# Shrink tubing ?



## lunasling (Apr 5, 2015)

Has any one used shrink tubing as sleve or covers on fork and handle areas of a slingshot and if so

did it make a difference how does it hold up ?


----------



## wll (Oct 4, 2014)

I use shrink tubing on the arms of many of my wrist braced slings, it dampens the noise of the metal rods, is non reflective for hunting and looks very nice.

Can be used for the forks to, but I use 1/4ID tubing as it is comfortable for my fingers.

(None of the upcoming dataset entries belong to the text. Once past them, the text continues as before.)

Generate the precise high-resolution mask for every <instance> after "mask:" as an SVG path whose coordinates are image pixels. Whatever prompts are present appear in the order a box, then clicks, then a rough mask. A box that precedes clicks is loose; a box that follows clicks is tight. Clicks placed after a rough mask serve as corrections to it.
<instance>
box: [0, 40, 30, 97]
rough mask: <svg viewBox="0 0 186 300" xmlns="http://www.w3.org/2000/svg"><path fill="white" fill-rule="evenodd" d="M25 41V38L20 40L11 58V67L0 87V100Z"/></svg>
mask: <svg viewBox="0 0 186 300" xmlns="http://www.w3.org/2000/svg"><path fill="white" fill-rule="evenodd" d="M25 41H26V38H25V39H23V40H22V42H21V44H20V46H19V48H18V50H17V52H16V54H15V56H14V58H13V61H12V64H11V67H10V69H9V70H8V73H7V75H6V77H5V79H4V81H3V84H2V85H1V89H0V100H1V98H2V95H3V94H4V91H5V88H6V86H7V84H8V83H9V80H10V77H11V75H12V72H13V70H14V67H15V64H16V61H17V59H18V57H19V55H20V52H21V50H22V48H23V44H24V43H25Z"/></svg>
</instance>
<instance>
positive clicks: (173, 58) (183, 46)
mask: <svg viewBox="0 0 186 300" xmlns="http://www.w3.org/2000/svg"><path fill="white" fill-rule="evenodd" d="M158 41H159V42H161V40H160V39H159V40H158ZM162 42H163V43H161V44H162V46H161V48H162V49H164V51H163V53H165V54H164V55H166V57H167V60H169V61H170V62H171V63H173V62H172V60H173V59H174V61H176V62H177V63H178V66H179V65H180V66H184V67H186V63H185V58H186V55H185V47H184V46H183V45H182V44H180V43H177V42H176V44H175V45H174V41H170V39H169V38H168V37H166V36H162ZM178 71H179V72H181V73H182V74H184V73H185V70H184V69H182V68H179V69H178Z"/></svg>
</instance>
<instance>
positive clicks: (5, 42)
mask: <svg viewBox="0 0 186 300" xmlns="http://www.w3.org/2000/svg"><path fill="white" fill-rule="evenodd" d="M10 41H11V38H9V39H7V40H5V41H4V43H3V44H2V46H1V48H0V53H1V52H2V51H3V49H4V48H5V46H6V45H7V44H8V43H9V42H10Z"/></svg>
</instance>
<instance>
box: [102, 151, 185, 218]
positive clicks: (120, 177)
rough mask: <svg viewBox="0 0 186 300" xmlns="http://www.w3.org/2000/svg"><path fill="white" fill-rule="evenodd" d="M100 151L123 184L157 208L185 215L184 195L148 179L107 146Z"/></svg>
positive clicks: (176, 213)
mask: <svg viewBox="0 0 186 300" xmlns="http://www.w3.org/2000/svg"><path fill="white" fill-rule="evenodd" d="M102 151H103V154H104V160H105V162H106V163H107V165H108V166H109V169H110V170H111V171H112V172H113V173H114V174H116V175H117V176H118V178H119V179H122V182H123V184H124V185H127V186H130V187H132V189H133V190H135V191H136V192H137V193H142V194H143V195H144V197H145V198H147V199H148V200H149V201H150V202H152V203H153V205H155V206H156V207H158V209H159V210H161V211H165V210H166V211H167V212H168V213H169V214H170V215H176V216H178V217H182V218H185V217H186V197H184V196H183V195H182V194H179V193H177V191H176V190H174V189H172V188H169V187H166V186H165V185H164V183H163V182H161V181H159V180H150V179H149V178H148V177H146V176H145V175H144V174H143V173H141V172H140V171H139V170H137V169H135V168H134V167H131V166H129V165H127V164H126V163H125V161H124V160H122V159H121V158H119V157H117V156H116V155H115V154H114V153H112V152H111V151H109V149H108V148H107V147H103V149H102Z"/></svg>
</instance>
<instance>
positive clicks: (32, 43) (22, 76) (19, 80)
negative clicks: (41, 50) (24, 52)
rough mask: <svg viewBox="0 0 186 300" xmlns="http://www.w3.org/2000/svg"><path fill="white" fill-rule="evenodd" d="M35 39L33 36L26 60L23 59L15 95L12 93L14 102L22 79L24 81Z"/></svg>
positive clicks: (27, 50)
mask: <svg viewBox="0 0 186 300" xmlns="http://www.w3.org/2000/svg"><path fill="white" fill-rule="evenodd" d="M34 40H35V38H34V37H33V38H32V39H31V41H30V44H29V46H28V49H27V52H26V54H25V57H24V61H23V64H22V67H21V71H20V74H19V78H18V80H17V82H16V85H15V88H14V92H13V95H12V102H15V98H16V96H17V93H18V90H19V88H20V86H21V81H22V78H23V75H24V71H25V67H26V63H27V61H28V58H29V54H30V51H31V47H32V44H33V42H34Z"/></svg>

Here is a pic of one of my braced slings using shrink tubing:









wll


----------



## Bob E (Mar 23, 2015)

I've been wrapping handles and forks with broken office rubber bands for some extra cushion and grip. Works great, and seems to hold up well.


----------



## lunasling (Apr 5, 2015)

Wll/Bob 
I could not find the proper size shrink tubing to go over the forks of my luck ring SS, the ones I looked at were ether to small or to big. So I muscled a couple
Of pcs of old true mark tubing over the forks with the help of a 10 " forceps it was not to difficult to do will post images shortly


----------



## wll (Oct 4, 2014)

lunasling said:


> Wll/Bob
> I could not find the proper size shrink tubing to go over the forks of my luck ring SS, the ones I looked at were ether to small or to big. So I muscled a couple
> Of pcs of old true mark tubing over the forks with the help of a 10 " forceps it was not to difficult to do will post images shortly


Yes, I have tubing over most of my forks.

An easy way to do it is put two pieces of cord through your tube, and you stretch the tubing apart from the side as you slide the fork through the tube, if that makes sense.

wll


----------



## lunasling (Apr 5, 2015)

Wll
Yea it does make sense never thought about doing it that way thanks for the tip 
Joe.


----------